# Stupid deposit....



## SmackoftheGods (Jan 28, 2009)

I was picking through some of my tanks and peeling off some of the old leaves on my broms. In my Rio Branco tank I found the carcass of a tadpole that had been deposited there and then the leaf had died.... Then, moving on to other tanks, I started to peel a mostly dead leaf off of another brom and out almost slides a histo tadpole (looks to be about four or five weeks old). Now I know why Rich Frye only uses film canisters as deposition sites.

I guess my question is for obligate breeders. Anyone know of a method I can use to safely transport this tadpole to something that is safe to hold water and still have the female feed, or am I screwed and have to hope that this leaf holds out for the next four to six weeks?


----------



## mydumname (Dec 24, 2004)

Or....is there a way to secure that leaf in place so that it will not drop or lose water....even if it dies.


----------



## Ed (Sep 19, 2004)

SmackoftheGods said:


> I was picking through some of my tanks and peeling off some of the old leaves on my broms. In my Rio Branco tank I found the carcass of a tadpole that had been deposited there and then the leaf had died.... Then, moving on to other tanks, I started to peel a mostly dead leaf off of another brom and out almost slides a histo tadpole (looks to be about four or five weeks old). Now I know why Rich Frye only uses film canisters as deposition sites.
> 
> I guess my question is for obligate breeders. Anyone know of a method I can use to safely transport this tadpole to something that is safe to hold water and still have the female feed, or am I screwed and have to hope that this leaf holds out for the next four to six weeks?

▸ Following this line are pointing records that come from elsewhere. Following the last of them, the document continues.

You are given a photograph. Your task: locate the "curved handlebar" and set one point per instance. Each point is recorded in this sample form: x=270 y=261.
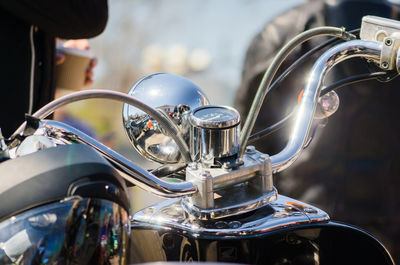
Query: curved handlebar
x=306 y=109
x=132 y=173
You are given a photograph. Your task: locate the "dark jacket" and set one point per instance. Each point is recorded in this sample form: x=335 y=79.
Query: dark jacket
x=27 y=49
x=351 y=168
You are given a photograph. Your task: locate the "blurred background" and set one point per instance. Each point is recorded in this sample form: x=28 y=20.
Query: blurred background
x=205 y=41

In the wild moving the tadpole as little as 2 cm resulted in it no longer being fed. (see this free access) http://www.harding.edu/plummer/herp/pdf/wilhelmamp10.pdf 

You can always try placing it in a location where there is another tadpole and see if they both will make it...... or you can try and collect eggs and feed it until it matures. 

Ed


----------



## thedude (Nov 28, 2007)

Leave the dead leaf and cram a small container down in the axil? I don't know how big your brom is but that could work out well. Then the tad wouldn't have technically moved.


----------



## ChrisK (Oct 28, 2008)

Yeah I got a bunch of great broms (like 15) that I'm actually debating whether to put in any tanks because of this - all my egg feeders (including histos, blue jeans, escudo) are using 1 oz condiment cups to raise tads when there are no broms in there but they will always pick the broms first. Relocating hasn't really been successful but if there's no choice then you gotta try it - like Ed said I guess try putting it in with another tad (I had 2 tads actually deposited in the same axil once by the female and they survived a while but only one came out eventually) or maybe try putting it in an axil right next to it, like I said no choice.


----------



## SmackoftheGods (Jan 28, 2009)

This is my favorite stage of development.... Turns out the leaf held water a lot longer than I thought. It finally lost its entire ability to hold water so I transferred it to a dixie cup and placed it in the same spot the leaf was hoping the parents would figure it out.... Turns out it wasn't much longer before it was entirely unnecessary anyway....


----------